The fossil record is INCOMPLETE. Not all organisms fossilise (soft-bodied organisms rarely preserve), and many fossils remain undiscovered. However, it still provides compelling evidence for evolutionary change over time.

Q2: Homologous structures in different species indicate common ancestry.

Answer: TRUE

Homologous structures share a common evolutionary origin despite potentially different functions, indicating that the species inherited the structure from a shared ancestor.

Q3: Vestigial structures have no evolutionary significance.

Answer: FALSE

Vestigial structures are important evolutionary evidence. They are remnants of structures that were functional in ancestors, indicating that the species has evolved from ancestors with different lifestyles.

Q4: Greater similarity in DNA sequences between two species suggests more recent common ancestry.

Answer: TRUE

DNA sequences diverge over time through mutations. Species that share a more recent common ancestor have had less time to accumulate differences, resulting in more similar sequences.

Q5: Natural selection acts directly on an organism's genotype.

Answer: FALSE

Natural selection acts on PHENOTYPES (observable traits), not directly on genotypes. However, because phenotypes are influenced by genotypes, selection indirectly changes allele frequencies over generations.

Evidence for Evolution

You must evaluate multiple lines of evidence: fossil sequences, comparative anatomy (homologous vs analogous structures), embryology, and molecular biology (DNA and protein sequence comparisons). Practise linking each type of evidence to a specific conclusion about evolutionary relationships.

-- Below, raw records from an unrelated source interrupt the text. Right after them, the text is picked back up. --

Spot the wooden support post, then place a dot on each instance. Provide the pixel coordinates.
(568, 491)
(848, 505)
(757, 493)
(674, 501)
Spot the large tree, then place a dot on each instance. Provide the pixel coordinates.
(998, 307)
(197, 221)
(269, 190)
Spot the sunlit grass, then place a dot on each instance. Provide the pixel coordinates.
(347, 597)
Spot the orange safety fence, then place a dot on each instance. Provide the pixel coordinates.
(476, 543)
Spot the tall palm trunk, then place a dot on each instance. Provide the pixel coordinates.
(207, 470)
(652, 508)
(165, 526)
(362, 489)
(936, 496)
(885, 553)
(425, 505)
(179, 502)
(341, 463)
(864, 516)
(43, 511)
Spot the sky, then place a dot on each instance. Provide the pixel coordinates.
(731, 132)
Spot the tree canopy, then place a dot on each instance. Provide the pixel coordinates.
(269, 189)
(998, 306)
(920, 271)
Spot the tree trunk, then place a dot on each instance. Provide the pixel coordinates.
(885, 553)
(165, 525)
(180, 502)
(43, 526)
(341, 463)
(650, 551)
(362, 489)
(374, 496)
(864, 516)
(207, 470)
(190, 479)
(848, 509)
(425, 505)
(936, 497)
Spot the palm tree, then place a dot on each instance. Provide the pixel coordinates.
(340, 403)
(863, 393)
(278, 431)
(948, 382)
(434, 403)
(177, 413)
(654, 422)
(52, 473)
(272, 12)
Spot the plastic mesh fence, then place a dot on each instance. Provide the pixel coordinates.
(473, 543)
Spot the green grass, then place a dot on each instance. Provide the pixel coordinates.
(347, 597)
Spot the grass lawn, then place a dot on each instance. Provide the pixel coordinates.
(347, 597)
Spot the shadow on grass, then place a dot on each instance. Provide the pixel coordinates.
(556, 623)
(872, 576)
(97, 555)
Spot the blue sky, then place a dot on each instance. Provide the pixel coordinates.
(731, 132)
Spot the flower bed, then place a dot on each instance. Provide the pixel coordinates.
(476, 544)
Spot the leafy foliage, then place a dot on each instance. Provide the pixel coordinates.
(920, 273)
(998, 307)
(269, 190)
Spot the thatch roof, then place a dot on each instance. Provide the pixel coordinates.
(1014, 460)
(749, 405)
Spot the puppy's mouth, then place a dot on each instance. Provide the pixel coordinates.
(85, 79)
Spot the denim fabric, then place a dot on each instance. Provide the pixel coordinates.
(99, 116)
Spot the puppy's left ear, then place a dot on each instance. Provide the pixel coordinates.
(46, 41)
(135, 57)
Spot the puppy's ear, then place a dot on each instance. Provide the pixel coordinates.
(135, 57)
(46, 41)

Natural Selection and Adaptation

Explain natural selection as variation, inheritance, differential survival and reproduction. Be precise — QCAA examiners penalise teleological language like 'organisms evolve in order to survive.' Focus on how environmental pressures select for pre-existing genetic variation within populations.

Speciation and Isolation Mechanisms

Distinguish allopatric speciation (geographic isolation) from sympatric speciation (reproductive isolation without physical barriers). Understand pre-zygotic and post-zygotic barriers, and practise explaining how gene flow cessation leads to genetic divergence and eventual reproductive incompatibility.

Human Evolution and Genetic Drift

Understand how genetic drift, founder effects and bottleneck events differ from natural selection in driving allele frequency changes. Be able to discuss human evolution using hominid fossil evidence, and explain why small populations are more vulnerable to drift than large ones.

What does QCE Biology Unit 4 Topic 2 cover?

Unit 4 Topic 2 covers evidence for evolution (fossils, comparative anatomy, biogeography, molecular biology), natural selection, types of selection (directional, stabilising, disruptive), speciation (allopatric and sympatric), genetic drift, gene flow, mutation, the Hardy-Weinberg equilibrium, human evolution, mass extinction events, and strategies for biodiversity conservation.

What is the Hardy-Weinberg equilibrium in QCE Biology?

The Hardy-Weinberg equilibrium describes a theoretical population where allele and genotype frequencies remain constant across generations. It requires five conditions: no mutation, random mating, no natural selection, large population size, and no gene flow. It serves as a null model — deviations indicate evolution is occurring.

What evidence supports the theory of evolution?

Evidence includes the fossil record (showing change over time and transitional forms), comparative anatomy (homologous and vestigial structures), comparative embryology (similar developmental stages across species), molecular biology (DNA and protein sequence similarities), biogeography (distribution patterns explained by common ancestry and continental drift), and direct observation of natural selection in action.